Appelé par Margaret, la mère de Mark, Stan, son ami d’adolescence – disponible à tous les sens du terme – prend sans qu’il n’y paraisse ni qu’il lui paraisse, la place de Mark, qu’il n’a pas revu depuis des années, séparé de lui par un drame, auprès de Sekhmet, la lionne solitaire depuis que Dmitri a été abattu. Mark et Stan, interchangeables que tout, pourtant, sépare et séparait déjà du temps de leur adolescence : Stan, négatif de Mark qui, pour plaire à Mark s’était inventé une vie aventurière et un courage et des défis qu’il n’aurait pu tenir jusqu’au bout, jusqu’au but.
Depuis la mort tragique de la petite Lizzy, sœur de Mark, dont Stan se sent – et est véritablement – responsable, celui-ci fait chaque nuit le même rêve d’affrontement : un corps à corps avec un lion dont on ne sait qui sort vainqueur, ni qui est le lion.
… Et il y a cette « barrière » érigée dans la montagne, réserve naturelle, tout près du zoo, dont on ne sait si elle protège, ou provoque.
Entouré de symboles léonins, Stan vit quelque temps avec Elyse, comédienne pour tuer le temps, qui ne cesse de changer de personnage et dont la vie même paraît être un jeu de rôles.
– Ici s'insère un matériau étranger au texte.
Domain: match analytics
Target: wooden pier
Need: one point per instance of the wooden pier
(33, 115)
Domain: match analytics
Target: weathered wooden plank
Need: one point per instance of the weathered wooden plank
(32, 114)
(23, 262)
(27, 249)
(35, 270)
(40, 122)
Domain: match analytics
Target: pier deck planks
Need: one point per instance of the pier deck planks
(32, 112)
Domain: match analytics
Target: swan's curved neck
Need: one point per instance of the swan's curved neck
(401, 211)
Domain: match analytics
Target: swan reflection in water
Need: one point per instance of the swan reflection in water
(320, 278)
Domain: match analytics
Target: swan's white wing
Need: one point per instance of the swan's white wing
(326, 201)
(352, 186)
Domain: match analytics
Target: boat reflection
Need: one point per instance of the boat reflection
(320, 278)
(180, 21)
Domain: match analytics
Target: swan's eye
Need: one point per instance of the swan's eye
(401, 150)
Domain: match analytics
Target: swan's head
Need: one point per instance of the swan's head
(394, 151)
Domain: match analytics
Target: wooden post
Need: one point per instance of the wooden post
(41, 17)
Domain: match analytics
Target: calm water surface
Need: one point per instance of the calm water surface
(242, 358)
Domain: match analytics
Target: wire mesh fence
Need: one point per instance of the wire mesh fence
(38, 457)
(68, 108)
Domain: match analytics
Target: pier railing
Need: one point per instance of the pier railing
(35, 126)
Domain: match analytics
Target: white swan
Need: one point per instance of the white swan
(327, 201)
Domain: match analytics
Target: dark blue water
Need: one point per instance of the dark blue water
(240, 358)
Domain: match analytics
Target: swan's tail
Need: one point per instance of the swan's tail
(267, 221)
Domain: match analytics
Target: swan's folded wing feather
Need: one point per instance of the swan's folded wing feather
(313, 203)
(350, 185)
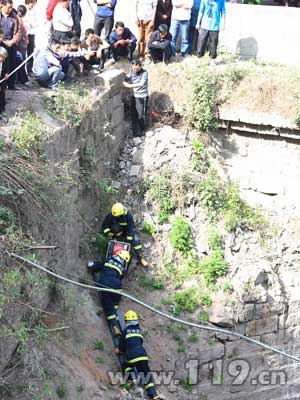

Et il y a Mossie, petite femme sans formes définies, puzzle.
Entre ces deux inconsistances : la femme transformiste et la femme morcelée, Stan sera joué, piégé contre son gré (?) :
« Même dans la lumière claire de début de soirée qui flottait dans le ciel, venant de tous côtés, elle lui sembla manquer de clarté. L’impression persistait d’une personne estompée, aux contours mal définis, un dessin provisoire… » (p.147, de Mossie).
« Mais ce dont il se souvenait, c’est la manière qu’elle avait eue de regarder en arrière, le visage tourné, quand elle avait posé la main sur la porte de la chambre de Mark à l’hôpital, et de comment, depuis l’intérieur de la chambre, la lumière fluorescente l’avait entourée tel un être venu d’un autre royaume. A ce moment-là, dans ses habits blancs, ce n’était pas à une fausse infirmière qu’elle avait ressemblé. C’était à une mariée » (p.261, d’Elyse).
Dans une sorte de happy end, les animaux sont montrés aux enfants en spectacle, empaillés – doit-on vraiment dire « naturalisés » ? – ou représentés par des comédiens déguisés habillés d’étoffes. Cette scène clôt cette farce inquiétante où l’homme devient absurdement sauvage et où la sauvagerie s’apprivoise, Sekhmet, la lionne libérée alimentant faits divers et légendes : « Bien que Sekhmet soit partie, il est régulièrement question d’elle dans la presse. On la repère de temps en temps dans des circonstances de plus en plus fantastiques (…) » (p.312).